On this your last day in office, President Obama, you deserve our honor, respect, and thanks.
If George W. Bush was my generation’s president growing up, you were our president as we became adults. From my latter years in high school through college, and even grad school, you were my president.
It was a pretty wild ride. You weren’t handed a well-ordered home; you got a dilapidated colonial with an overgrown lawn and cranky neighbors. Between a financial crisis, international crises like Syria, and domestic tragedies such as Newtown, you had a full plate every step of the way. Navigating such circumstances wouldn’t have been easy for anyone, as much as sideline critics might say otherwise. And I am confident you did the best you could.

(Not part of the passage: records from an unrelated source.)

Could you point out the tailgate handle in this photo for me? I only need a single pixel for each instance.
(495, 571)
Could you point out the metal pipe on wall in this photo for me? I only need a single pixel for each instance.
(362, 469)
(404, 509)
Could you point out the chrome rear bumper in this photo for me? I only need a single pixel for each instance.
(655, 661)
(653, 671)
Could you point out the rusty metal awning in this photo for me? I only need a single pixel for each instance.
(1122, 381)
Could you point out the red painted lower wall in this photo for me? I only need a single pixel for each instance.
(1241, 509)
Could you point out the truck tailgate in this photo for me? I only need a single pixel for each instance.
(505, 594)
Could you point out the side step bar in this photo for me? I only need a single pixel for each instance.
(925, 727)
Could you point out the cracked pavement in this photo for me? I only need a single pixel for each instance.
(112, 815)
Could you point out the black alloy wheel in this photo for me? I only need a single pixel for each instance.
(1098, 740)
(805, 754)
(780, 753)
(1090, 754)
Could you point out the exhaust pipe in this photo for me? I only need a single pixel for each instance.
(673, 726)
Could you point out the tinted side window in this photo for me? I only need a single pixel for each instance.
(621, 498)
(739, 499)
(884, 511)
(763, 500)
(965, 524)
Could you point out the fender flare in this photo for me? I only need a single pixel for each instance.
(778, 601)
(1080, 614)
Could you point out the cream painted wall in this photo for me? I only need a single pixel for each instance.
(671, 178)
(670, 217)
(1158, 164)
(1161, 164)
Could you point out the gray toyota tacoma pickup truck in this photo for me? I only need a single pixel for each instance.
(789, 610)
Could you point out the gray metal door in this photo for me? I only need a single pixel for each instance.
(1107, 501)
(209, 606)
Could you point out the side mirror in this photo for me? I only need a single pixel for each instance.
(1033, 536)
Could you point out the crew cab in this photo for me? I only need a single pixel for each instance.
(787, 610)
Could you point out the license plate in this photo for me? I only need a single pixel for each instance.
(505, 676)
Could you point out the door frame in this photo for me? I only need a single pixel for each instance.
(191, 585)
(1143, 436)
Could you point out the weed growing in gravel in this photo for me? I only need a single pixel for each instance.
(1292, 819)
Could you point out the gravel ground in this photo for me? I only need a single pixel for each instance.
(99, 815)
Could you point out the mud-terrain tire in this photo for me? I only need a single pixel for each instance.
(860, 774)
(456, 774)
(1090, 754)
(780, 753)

You weren’t as incompetent or outrageous as some made you out to be. You weren’t the Antichrist, a communist, or born in a foreign country. You were simply different. You had a different vision for America, and you pursued it with purpose. I can respect that, even if we might disagree about some of the merits and particulars of that vision. You accomplished things – on healthcare, for instance – that some Americans have been attempting for decades. For better or worse, under your watch many aspects of our society have changed for the long haul. The LGBT agenda is case and point.
Perhaps most of all, you personified the progress of our nation and the dream that anything is still possible. As our first black president, you will hold a treasured spot in American history forever. Every American should take pride in that.
Thank you for your hope in our great republic. Thank you for your candor about America’s imperfections. Thank you for being a model family man. Thank you for your poise. Thank you for being the kind of president we’d want to watch March Madness with or play a round of golf with (even if you did a little too much of that). Thank you, Mr. President, for inspiring us to be the best America we can be.
Godspeed, to you and your family as you leave 1600 Pennsylvania Avenue and transition into life post-presidency.